Humans actively use behavioral synchrony such as dancing and singing when they intend to make affiliative relationships. Such advanced synchronous movement occurs even unconsciously when we hear rhythmically complex music. A foundation for this tendency may be an evolutionary adaptation for group living but evolutionary origins of human synchronous activity is unclear. Here the researchers show the first evidence that a member of our closest living relatives, a chimpanzee, spontaneously synchronizes her movement with an auditory rhythm. The result indicates that sensitivity to, and tendency toward synchronous movement with an auditory rhythm exist in chimpanzees, although humans may have expanded it to unique forms of auditory and visual communication during the course of human evolution.
Compared to other primate species, humans are known to have an advanced ability to synchronize their movements to external rhythms. In many cultures across the world behavioral synchrony occurs in activities such as marching, dancing and singing. From an early age, we can capture and interpret a beat in a rhythmic pattern; this allows us to sing and dance in time to music.

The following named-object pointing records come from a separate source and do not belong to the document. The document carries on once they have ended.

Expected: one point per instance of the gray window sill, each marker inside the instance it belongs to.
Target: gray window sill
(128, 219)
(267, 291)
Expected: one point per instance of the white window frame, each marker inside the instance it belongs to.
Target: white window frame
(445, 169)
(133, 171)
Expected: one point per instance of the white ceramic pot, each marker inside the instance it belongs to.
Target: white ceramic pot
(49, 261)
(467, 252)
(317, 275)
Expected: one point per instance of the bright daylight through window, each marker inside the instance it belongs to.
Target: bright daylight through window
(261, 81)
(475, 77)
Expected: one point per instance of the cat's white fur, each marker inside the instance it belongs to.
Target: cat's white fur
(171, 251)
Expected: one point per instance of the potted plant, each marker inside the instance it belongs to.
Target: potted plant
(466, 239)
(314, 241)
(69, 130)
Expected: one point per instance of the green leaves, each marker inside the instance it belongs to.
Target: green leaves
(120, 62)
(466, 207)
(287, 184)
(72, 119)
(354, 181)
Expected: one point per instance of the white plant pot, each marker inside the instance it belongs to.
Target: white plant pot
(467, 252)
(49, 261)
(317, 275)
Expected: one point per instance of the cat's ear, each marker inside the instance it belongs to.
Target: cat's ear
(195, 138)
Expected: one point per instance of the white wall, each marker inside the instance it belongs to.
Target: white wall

However, little is known about evolutionary origins of such synchronous activity, so it is important to compare behavioral synchronization abilities and their effects on social relationship across primate species. Here the researchers experimentally investigated whether a member of our closest living relatives, chimpanzees have an ability to align their movement in synchronized auditory rhythms.
The researchers introduced an electric keyboard to three chimpanzees (Figure1) and trained them to tap two keys (i.e.,"C4" and "C5") alternately 30 times. Each key to be tapped was illuminated, and if a chimpanzee tapped this key (e.g., "C4"), sound feedback was given and another key was immediately illuminated (e.g.,"C5") so it was unlikely that the visual stimuli affected tapping rhythm by chimpanzees. When the chimpanzees tapped the two keys in alternation a total of 30 times, they received positive auditory feedback (a chime) and a reward. In a test session, a distractor sound (i.e., ISI 400ms, 500ms, 600ms, random with key of "G" or no sound) was played while the chimpanzees tapped the keyboard. The chimpanzees received rewards whenever they completed key tapping regardless of their responses to the distractor.
The results show that Ai spontaneously synchronized her tapping to the ISI-600ms auditory beat. Hearing the ISI-600ms sound beat, Ai spontaneously and accurately aligned her tapping to the beat even though she had never been required to pay attention to auditory stimuli. The analysis in No-stimulus and Random conditions suggests that her synchronized tapping cannot be explained away as random tapping or merely responding to sound. This is the first behavioral evidence that chimpanzees are sensitive to isochronous auditory stimuli and can synchronize their movements to these stimuli without explicit training. By comparing great apes, humans and other complex vocal learning species, the evolutionary origins of humans' widespread use of behavioral synchrony such as dance and music will be clarified.